For the past 20-plus years, block and file have been the two main external shared storage system protocols. Both...
protocols have been successful due to the ubiquity of the networking interfaces that drive them. In the case of block devices, that has been Fibre Channel and Ethernet (iSCSI); and for file, it has been Ethernet (CIFS/SMB and NFS).
However, block and file are not well-suited for building large-scale data repositories, mainly due to issues with data protection and indexing and addressing. RAID doesn't scale adequately and file-based protocols start to run into issues with metadata management at petabyte-sized volumes of data and billions of files.
Object storage has emerged as an answer to storing data at the multi-petabyte level. However, many applications expect traditional SAN and NAS interfaces, so integrating an object store is not as straightforward as using block- and file-based systems. But it's being done today and there are a variety of options available for making object storage work with your organization's key applications.
Why object storage?
Object storage has unique attributes that overcome the issues of scalability and metadata management seen in traditional storage platforms. These features include:
Dispersed and geo-dispersed data protection. Protection mechanisms are typically implemented with a form of erasure coding, also known as forward error correction, which allows lost or corrupted data to be recreated from a subset of the original content. The exact ratios of redundant to primary data are determined by the service level needed to be applied to that content. As a protection mechanism, erasure coding is much more scalable and capacity-efficient than RAID (albeit at the cost of additional CPU overhead). Erasure coding also offers business continuity/disaster recovery (BC/DR) benefits by allowing subsets of erasure-coded data to be placed in geographically distant locations. This can protect against the failure of one (or more) of the systems in these locations. Obviously, the specific configuration of an object storage system depends on an organization's specific data protection requirements.
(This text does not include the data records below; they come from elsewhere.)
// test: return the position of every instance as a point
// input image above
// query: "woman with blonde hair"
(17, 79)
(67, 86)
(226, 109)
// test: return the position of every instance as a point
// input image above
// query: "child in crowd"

Improved data management. With any storage system, there is always the risk of data loss or corruption. Today's disk and solid-state storage media are reliable, but not totally error-free. That can be a problem with very large-scale data repositories. Storage media does fail and may be subject to silent corruption or unrecoverable read errors (UREs) that put data at risk. Object stores mitigate these problems using data scrubbing techniques that validate and rebuild potentially corrupt or missing data. The use of erasure coding and the typical write-once nature of object store data allows failed data to be recreated as a background task with little or no impact to production operations.
The ability of object stores to manage device failure at scale (and the fact that object stores do not have high I/O performance requirements) means that systems can use lower-cost, higher-capacity drives than their block or file counterparts. At scale, the ability to maximize capacity and reduce the cost per TB becomes a design imperative.
Detailed and extensible metadata. Block-based storage systems collect very little information about the contents of the data being stored in the system. The metadata that does exist is used to map logical concepts such as LUNs or volumes to the physical location of that data on disk. Modern block storage systems use metadata to track the application of space-saving features such as thin provisioning and data deduplication, which are infrastructure rather than content-focused. File-based storage makes use of slightly more metadata, as the nature of storing files requires keeping track of permissions (ACLs), access dates/times and file owners.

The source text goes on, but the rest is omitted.